Diese Sektorenkopplung ist auch einer der Gründe, weshalb das Bundesamt für Energie der Klosterstadt den renommierten «Watt d’Or» für Pionierleistungen bei der Energiewende verliehen hat: Bereiche wie Wärme, Strom und Mobilität werden bei den sgsw nicht getrennt, sondern stets gemeinsam betrachtet. Denn jede Veränderung eines Parameters wirkt sich auf das Gesamtsystem aus – und die Sektorenkopplung ermöglicht es dann, alle anderen Parameter des Systems zielgerecht zu steuern.
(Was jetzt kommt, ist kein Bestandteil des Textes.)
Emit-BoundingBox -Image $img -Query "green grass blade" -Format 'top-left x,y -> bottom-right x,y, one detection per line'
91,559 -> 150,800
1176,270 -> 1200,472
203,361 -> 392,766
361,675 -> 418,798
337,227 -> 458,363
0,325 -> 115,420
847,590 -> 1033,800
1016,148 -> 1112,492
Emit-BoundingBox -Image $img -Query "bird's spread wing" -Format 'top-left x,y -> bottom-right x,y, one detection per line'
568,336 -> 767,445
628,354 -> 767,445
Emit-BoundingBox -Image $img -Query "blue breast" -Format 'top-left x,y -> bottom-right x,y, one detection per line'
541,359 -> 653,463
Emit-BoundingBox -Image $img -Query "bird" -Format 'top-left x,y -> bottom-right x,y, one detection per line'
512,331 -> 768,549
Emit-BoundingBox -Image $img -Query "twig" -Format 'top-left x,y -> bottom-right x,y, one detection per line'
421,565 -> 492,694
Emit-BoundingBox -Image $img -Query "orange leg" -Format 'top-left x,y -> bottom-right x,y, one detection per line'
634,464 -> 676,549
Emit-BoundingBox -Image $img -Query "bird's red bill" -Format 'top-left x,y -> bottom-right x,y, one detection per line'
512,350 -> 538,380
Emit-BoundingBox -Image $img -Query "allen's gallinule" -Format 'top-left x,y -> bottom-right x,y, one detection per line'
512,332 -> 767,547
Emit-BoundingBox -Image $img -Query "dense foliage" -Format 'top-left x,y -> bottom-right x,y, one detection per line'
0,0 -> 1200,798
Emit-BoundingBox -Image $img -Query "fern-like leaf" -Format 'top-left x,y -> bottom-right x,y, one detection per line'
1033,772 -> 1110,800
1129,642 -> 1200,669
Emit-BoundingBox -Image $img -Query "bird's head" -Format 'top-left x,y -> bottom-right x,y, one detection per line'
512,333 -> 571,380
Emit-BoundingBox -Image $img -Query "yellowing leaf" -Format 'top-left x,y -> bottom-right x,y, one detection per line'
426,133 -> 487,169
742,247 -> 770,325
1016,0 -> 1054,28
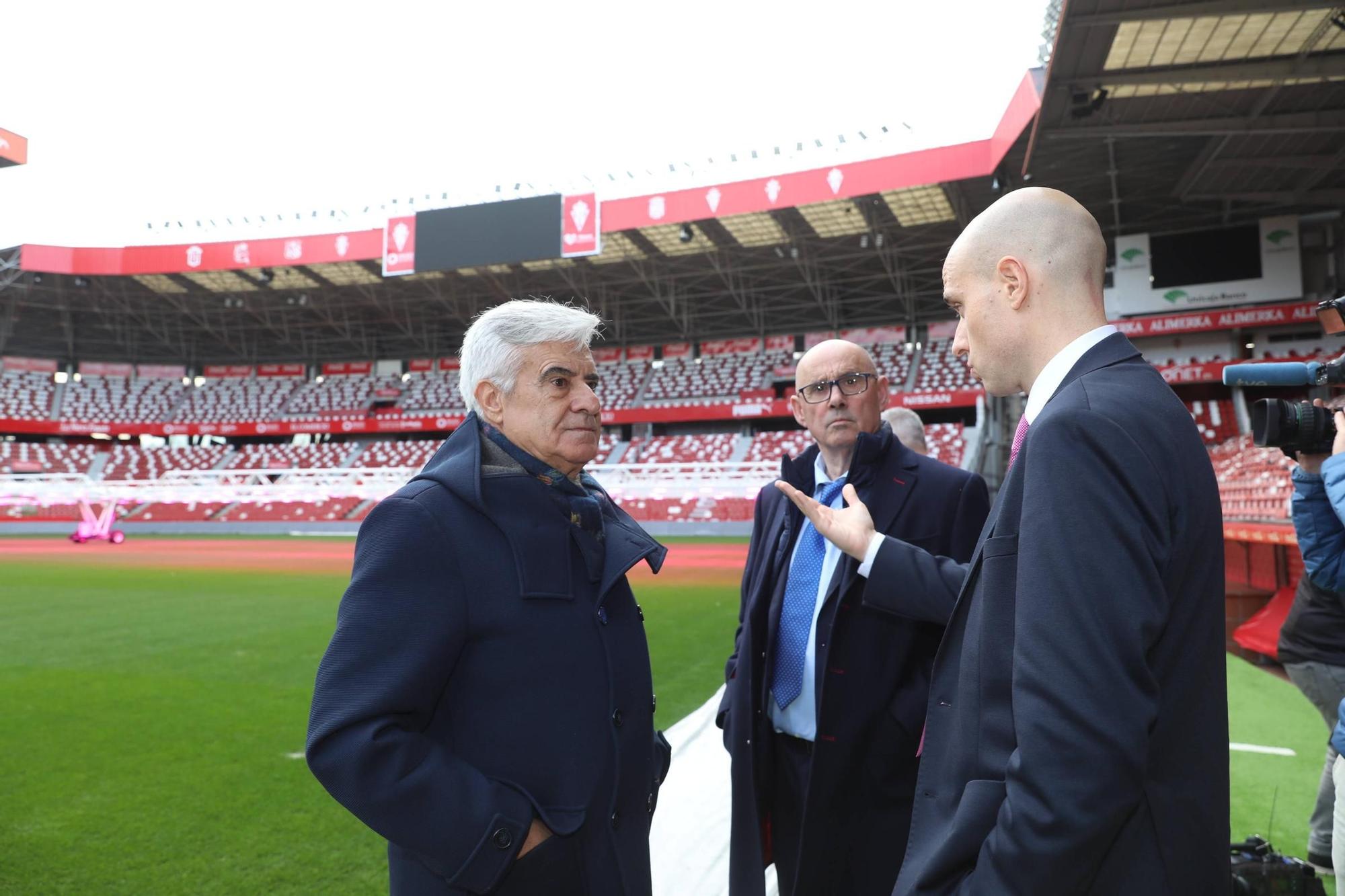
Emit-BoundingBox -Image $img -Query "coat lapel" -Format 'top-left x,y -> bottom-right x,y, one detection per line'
599,502 -> 668,603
Fernziel ist das virtuelle Kraftwerk
«Unsere Strategie ist darauf ausgerichtet, nachhaltig, wirtschaftlich und versorgungssicher zu bleiben», betont Letta. Der Ausbau der Fernwärme, der Zubau von Photovoltaik-Anlagen und Ladestationen – in all diesen Disziplinen kommt St.Gallen dank des ganzheitlichen Herangehens flott voran. Als Fernziel nennt Letta das «virtuelle Kraftwerk St.Gallen». Das heisst: Strom und Wärme werden lokal und dezentral erzeugt, aber gesamthaft betrachtet und gesteuert. Eine Photovoltaik-Anlage auf einem Hausdach speist dann also nicht einfach nur das betreffende Gebäude: Die PV-Anlage wird zu einem der vielen kleinen lokalen Kraftwerke, die gemeinsam das grosse St.Galler Energieganze bilden.
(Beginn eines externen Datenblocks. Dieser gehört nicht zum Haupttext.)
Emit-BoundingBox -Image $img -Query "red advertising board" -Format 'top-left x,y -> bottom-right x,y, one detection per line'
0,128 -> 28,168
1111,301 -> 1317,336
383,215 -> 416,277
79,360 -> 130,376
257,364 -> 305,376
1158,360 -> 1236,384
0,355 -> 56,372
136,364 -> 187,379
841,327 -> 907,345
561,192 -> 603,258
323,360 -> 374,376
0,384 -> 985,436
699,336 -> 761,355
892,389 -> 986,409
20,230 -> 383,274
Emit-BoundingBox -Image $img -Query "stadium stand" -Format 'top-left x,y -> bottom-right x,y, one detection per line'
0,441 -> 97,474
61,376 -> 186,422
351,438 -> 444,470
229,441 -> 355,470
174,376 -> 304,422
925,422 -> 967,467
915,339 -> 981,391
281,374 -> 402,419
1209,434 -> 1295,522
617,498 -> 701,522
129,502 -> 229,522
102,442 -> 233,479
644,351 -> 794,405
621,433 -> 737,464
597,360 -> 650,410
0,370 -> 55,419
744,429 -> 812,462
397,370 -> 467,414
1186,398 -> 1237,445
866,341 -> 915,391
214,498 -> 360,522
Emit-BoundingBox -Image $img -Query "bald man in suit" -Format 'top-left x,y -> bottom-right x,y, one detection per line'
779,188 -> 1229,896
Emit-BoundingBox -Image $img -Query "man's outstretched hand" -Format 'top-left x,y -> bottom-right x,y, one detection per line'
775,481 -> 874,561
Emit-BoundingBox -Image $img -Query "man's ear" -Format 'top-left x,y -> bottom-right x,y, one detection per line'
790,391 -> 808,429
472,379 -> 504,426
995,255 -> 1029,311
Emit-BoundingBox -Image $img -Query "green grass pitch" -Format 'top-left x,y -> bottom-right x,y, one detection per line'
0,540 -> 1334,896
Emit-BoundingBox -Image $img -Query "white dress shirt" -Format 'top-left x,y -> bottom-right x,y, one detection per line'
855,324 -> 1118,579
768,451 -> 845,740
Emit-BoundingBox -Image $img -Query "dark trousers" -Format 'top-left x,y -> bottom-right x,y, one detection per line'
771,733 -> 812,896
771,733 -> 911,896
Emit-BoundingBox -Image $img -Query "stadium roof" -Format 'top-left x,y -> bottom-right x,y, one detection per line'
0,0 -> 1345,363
Die Herausforderungen für die sgsw und ihre über 300 Mitarbeitenden sind gross: Der Umbau verlangt Investitionen – und Zeit. Marco Letta nennt zwei Beispiele, die verraten, was sich hinter den Kulissen tut. «Ab dem Jahr 2035 wird die Spannung im Mittelspannungsnetz schrittweise von 10'000 auf 20'000 Volt erhöht.» Denn durch E-Mobilität, PV-Anlagen und Wärmepumpen erhöhen sich die Lastspitzen im Stromnetz bis zum Jahr 2050 auf das Doppelte – und für eine stabile Versorgung muss ein Stromnetz auf die höchste denkbare Belastung ausgelegt sein. Also müssen in Unterwerken und Trafostationen bis zum Ende der Spannungsumstellung diverse Transformatoren sowie Leitungen ersetzt werden. «Das ist mit Herausforderungen verbunden», so Letta. Auch könnte eines Tages der Hoch- und Niedertarif passé sein. Denn der Nachttarif sollte den Stromverbrauch ja einst in die Nacht verschieben. Doch künftig kommt der Strom nicht konstant aus grossen Kraftwerken, sondern zum Beispiel tagsüber aus PV-Anlagen. Deshalb wären dynamische Tarife sinnvoll. «Aber», so Letta, «für dynamische Tarife braucht es intelligente Stromnetze und intelligente Stromzähler. Auch aus diesem Grund installieren wir bis zum Jahr 2028 überall in der Stadt neue Messsysteme.»
Erfolge bestärken den Weg
Als Musterbeispiel für Erfolge nennt Letta die Fernwärme. Diese reduziert die CO2-Emissionen nachhaltig und trägt entscheidend zum Erreichen des Netto-Null-Ziels der Stadt St.Gallen bei. Bereits sind fast 1000 Gebäude daran angeschlossen und beziehen jährlich 161 Gigawattstunden (GWh) an Energie. Bis 2050 soll es dann rund doppelt so viel sein. Nach dem Ja des St.Galler Stimmvolks im vergangenen Jahr läuft nun die nächste Ausbauetappe der Fernwärme an: Bis in etwa 15 Jahren sollen sich dann im Fernwärmegebiet alle anschliessen können, die das möchten – denn die Fernwärme macht je mehr Sinn, je mehr Gebäude angeschlossen sind. Nur: Was, wenn ein Heizungsersatz nötig wird, ehe das Netz der Fernwärme ein Gebäude erreicht? «Dann versuchen wir bei den sgsw, mit der Kundschaft eine individuelle Lösung zur Überbrückung zu finden, bis ein Anschluss an die Fernwärme möglich ist. Das kann etwa eine Gasheizung sein. Manchmal muss man zuerst eine zweitbeste Lösung wählen, um am Ende die beste zu bekommen.» Überhaupt seien Aufklärung und Beratung essenzielle Faktoren. «Unser Know-how hilft den St.Gallerinnen und St.Gallern, die richtigen Lösungen für ihre Liegenschaften zu finden und umzusetzen», betont Letta.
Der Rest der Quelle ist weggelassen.